With short term Discernment Counseling, we work on these areas to get both partners out of being stuck and try to move forward. Either they will decide to continue to work on their marriage in couple therapy, have a controlled separation, or get divorced.

After a long and difficult relationship, no matter how much both of the partners have tried to make it work, you both decide that it is time to separate. Separation or uncoupling can take many different forms. It can be a temporary separation, or what I call, a controlled separation.

During the time that the couple are separated, they continue to come to couples counseling, work on their marriage, and have weekly dates.
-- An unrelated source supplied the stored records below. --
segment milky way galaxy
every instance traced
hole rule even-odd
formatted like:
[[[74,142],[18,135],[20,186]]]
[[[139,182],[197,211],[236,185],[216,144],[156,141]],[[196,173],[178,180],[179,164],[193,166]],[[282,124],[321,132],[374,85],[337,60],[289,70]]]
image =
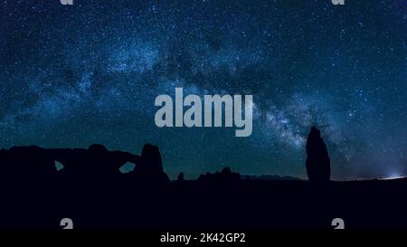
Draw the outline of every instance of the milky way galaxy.
[[[356,3],[357,2],[357,3]],[[0,147],[140,153],[186,178],[306,176],[317,126],[334,179],[407,174],[407,2],[0,2]],[[253,132],[155,125],[155,98],[253,95]]]

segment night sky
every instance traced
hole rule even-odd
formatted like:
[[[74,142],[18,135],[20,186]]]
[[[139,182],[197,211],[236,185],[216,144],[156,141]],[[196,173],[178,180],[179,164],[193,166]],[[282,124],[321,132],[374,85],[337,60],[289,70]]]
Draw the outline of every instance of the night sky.
[[[407,1],[0,2],[0,147],[160,147],[175,178],[224,166],[407,174]],[[155,125],[159,94],[252,94],[253,132]]]

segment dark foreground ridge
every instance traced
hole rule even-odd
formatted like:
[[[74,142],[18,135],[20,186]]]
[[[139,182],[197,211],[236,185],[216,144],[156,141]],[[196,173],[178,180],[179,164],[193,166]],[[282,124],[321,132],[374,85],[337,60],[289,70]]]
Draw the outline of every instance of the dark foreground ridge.
[[[2,149],[0,227],[61,228],[71,218],[80,229],[332,229],[342,218],[346,228],[407,228],[406,179],[329,181],[317,129],[307,153],[309,182],[243,177],[228,167],[170,182],[149,144],[140,156],[102,145]],[[135,169],[122,174],[128,162]]]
A controlled separation is a non-legal separation, where the partners make their own contract and rules about the separation. It is most effective when the partners decide they need a break from the constant emotionality in the home, but still want to work on their marriage in therapy. Sometimes the break gives each partner the space to see things more clearly.

Divorce is usually the last and final declaration that the legal relationship has ended. If you have children together, your emotional relationship can last a lifetime. Divorce is one of the most stressful times in the lives of the couple and children. Lawyers are more focused on the divorce and financial assets than the welfare of the partners and children. In therapy I provide a safe place to allow open discussion. The ability to make agreements out of the court system may even help you to save money. Most couples want to consider their family and assets more than their lawyers do, and they should!

The divorce can make you really dislike your ex spouse if it is done in a nasty way. Sometimes, after the dust settles, underneath all that anger is the close and warm feelings that were always there. Some couples decide not to divorce. I have even had couples that decided to remarry after the divorce.

If you are thinking about separating or divorcing, Discernment Counseling might be right for you.